Headlines
Loading...
Harapan Ekspor Pangan di Tengah Elegi Kesejahteraan

Harapan Ekspor Pangan di Tengah Elegi Kesejahteraan


Oleh. Afiyah Rasyad
(Aktivis Peduli Umat)

Arus kenaikan harga komoditas pangan kian tak terbendung, apalagi setelah kenaikan BBM yang menebar mendung. Kegidupan rakyat kian sulit karena ekonomi yang semakin mengimpit. Taburan kebijakan menambah beratnya beban dan pendiritaan. Namun, harapan pemangku kebijakan menjulang untuk ekspor pangan.

Paradigma Dagang Kapitalisme

Sudah menjadi rahasia umum, sistem kapitalisme sedang merajai berbagai benua di dunia ini, tak terkecuali Asia Tenggara, wabil khusus Indonesia. Sistem ekonomi kapitalisme memandang segala sesuatu sebagai komoditas yang layak diperjualbelikan. Tak peduli apakah itu barang yang halal atau haram. Tak peduli juga apakah itu kebutuhan dalam negeri atau bukan. Selama keuntungan materi bisa berkibar, di situ transaksi harus berjalan sekalipun dengan rakyatnya sendiri.

Tak ada satu pun yang menafikkan bahwa rakyat di negeri ini ditimpa berbagai kebijakan yang mendagangkan kesengsaraan dan penderitaan. Harga-harga dan tarif kian meninggi. Ekonomi kapitalisme memandang bahwa rakyat hanya akan menjadi beban negara jika dilayani hajatnya.
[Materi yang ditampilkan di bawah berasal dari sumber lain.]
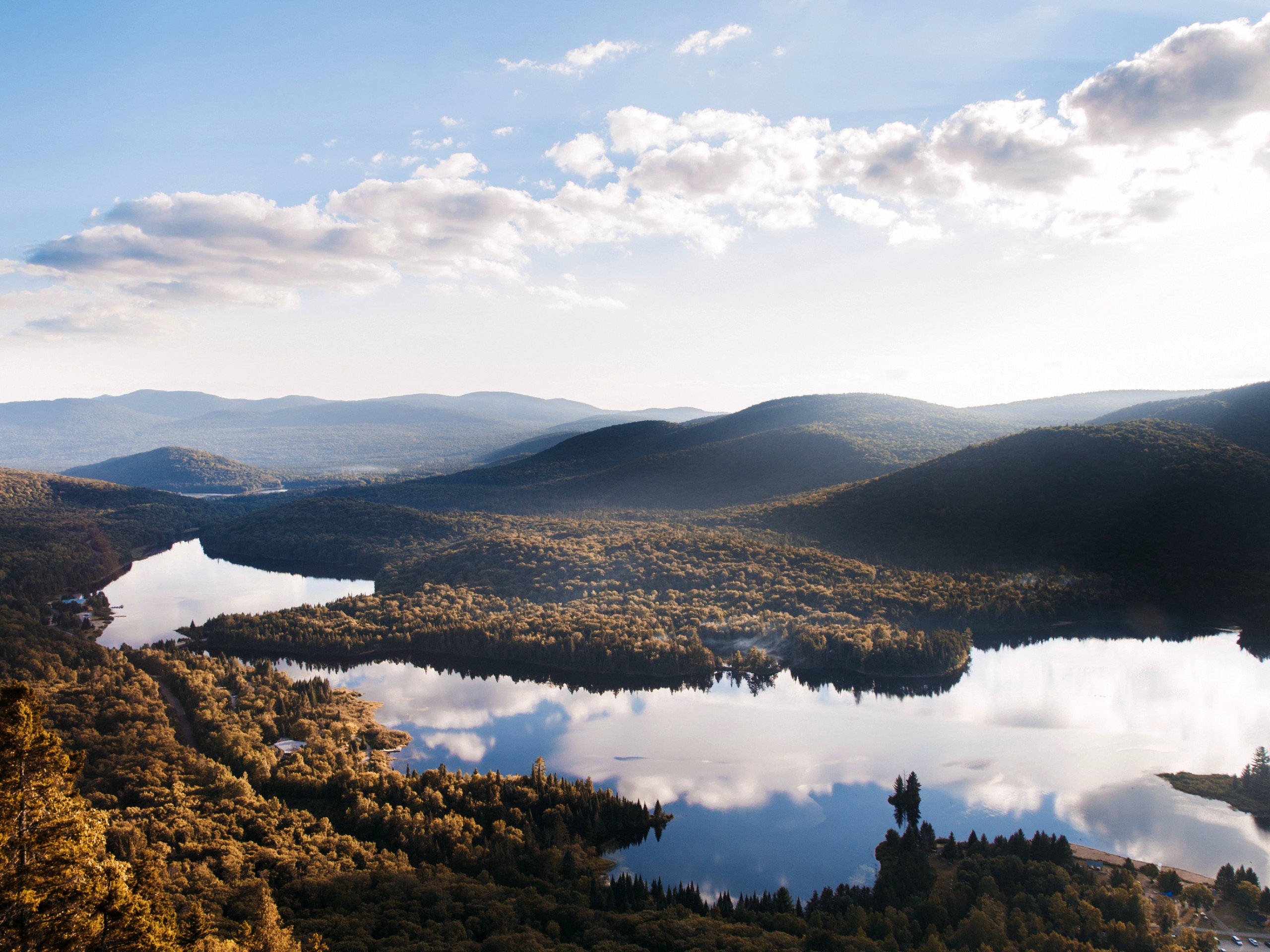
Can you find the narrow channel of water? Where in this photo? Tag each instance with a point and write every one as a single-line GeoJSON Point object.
{"type": "Point", "coordinates": [788, 786]}
{"type": "Point", "coordinates": [182, 584]}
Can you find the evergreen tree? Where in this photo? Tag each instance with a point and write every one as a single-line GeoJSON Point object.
{"type": "Point", "coordinates": [59, 889]}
Selain itu, paradigma ekonomi kapitalisme memandang semua sumber daya alam di berbagai negeri, terutama negeri muslim, boleh dimiliki individu ataupun korporasi swasta dengan dalih investasi.
Sistem ekonomi kapitalisme hadir di tengah kehidupan, menceraikan tugas utama negara dengan rakyatnya. Hubungan yang berlaku antara rakyat dan negara laksana konsumen dan produsen. Maka, wajar apabila muncul gagasan ekspor pangan ke negeri Raja Salman. Harapan ekspor pangan ini tentulah dipandang baik oleh paradigma dagang kapitalisme. Sebab, hal itu akan menambah pundi-pundi cuan. Ide itu terbersit saat Mendag memantau besarnya jumlah kunjungan rakyat Indonesia ke Arab.

Menteri Perdagangan (Mendag) Zulkifli Hasan ingin produk pangan asal Indonesia membanjiri Arab Saudi. Zulkifli alias Zulhas mengatakan kunjungan masyarakat Indonesia ke Arab sangat tinggi untuk umrah dan haji. "Bayangkan kita kirim 200 ribu lebih jemaah haji, kita kirim jemaah umrah mungkin jutaan jumlahnya per tahun, itu nilai makan saja triliunan yang haji, apalagi kalau sama umrah, banyak sekali," kata Zulhas di Jakarta, Jumat, 9 September 2022 (Tempo.co, 10/9/2022).

Harapan itu tentu sangatlah baik. Dengan catatan, Mendag harus proporsional memahami persoalan rakyat yang berada dalam pusaran elegi kesejahteraan. Tak dimungkiri, membanjiri Arab Saudi dengan pangan Indonesia adalah prestasi dan kemungkinan besar akan memperoleh keuntungan. Namun demikian, sejatinya apa yang diharapkan itu tampaknya bukan untuk kesejahteraan rakyat.

Di tengah kondisi harga pangan dalam negeri semrawut, menteri perdagangan justru hendak menyuplai barang ke luar negeri dengan alasan banyaknya jemaah haji dan umrah. Di saat rakyat mengalami kelesuan daya beli, justru paradigma dagang kapitalisme dilakoni. Inilah penampakan sistem ekonomi kapitalisme yang merajai dunia.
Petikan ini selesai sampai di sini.